To Students: This website is under construction; please check back frequently. Course logistics may change.
Overview: This course offers a comprehensive introduction to the principles of machine learning (ML) and deep learning (DL), emphasizing both mathematical foundations and practical applications. You will gain insights into basic ML techniques, learn advanced DL applications in fields such as computer vision and natural language processing, and understand their impact on areas such as image recognition and autonomous systems. The course includes a hands-on assignment and a customizable final project, giving you practical experience in implementing ML and DL solutions.
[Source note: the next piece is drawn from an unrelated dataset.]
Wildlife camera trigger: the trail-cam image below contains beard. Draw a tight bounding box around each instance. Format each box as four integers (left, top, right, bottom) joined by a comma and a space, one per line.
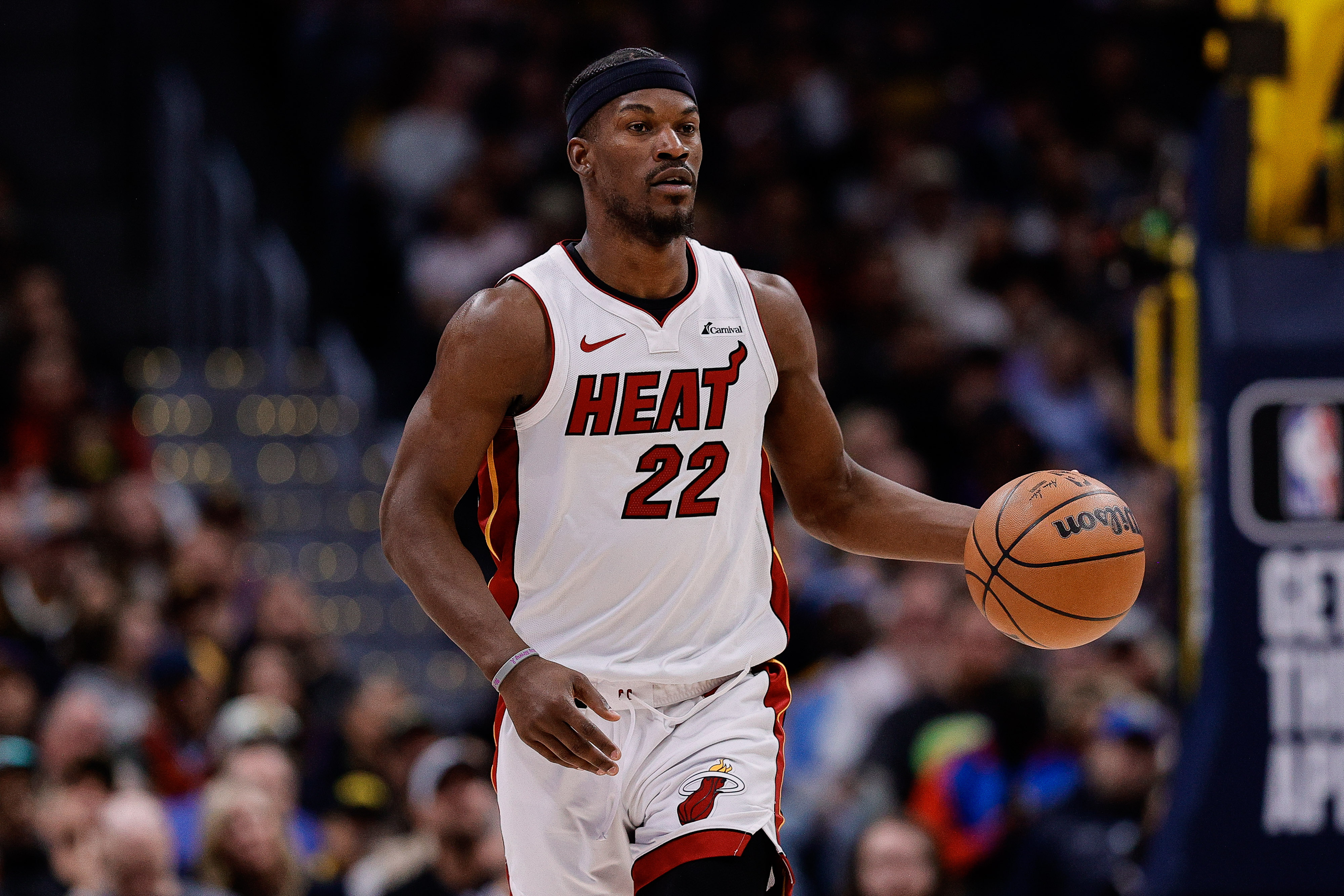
606, 195, 695, 246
Prerequisites: Proficiency in Python; college calculus and linear algebra; probability and statistics. CSCI 567 (Machine Learning) or equivalent is recommended but is not a formal prerequisite. Duplicate credit is not given for CSCI 527.
Basic logistics:
Assessment: Two in-class quizzes 10 points (5 each), one assignment 10 points, midterm 35 points, and course project 45 points, for 100 points total. There is no final exam. Quiz dates are announced at least one week in advance. Within the project, the poster defense and an anonymous peer evaluation are graded individually, so members of the same group can receive different project grades. See the syllabus for the full breakdown, including the separate path for DEN students, who do not attend the poster session.
Course Format: Fourteen Monday meetings. Lectures combine mathematical foundations with implementation, and the semester project runs from a one-page pre-proposal through a midterm report to a final report and a poster session in the last meeting. Materials and submissions are managed through Brightspace and Gradescope.
Guest Lectures: Industry and academic professionals join our lectures regularly, sharing their experience in ML and data science and providing career insights.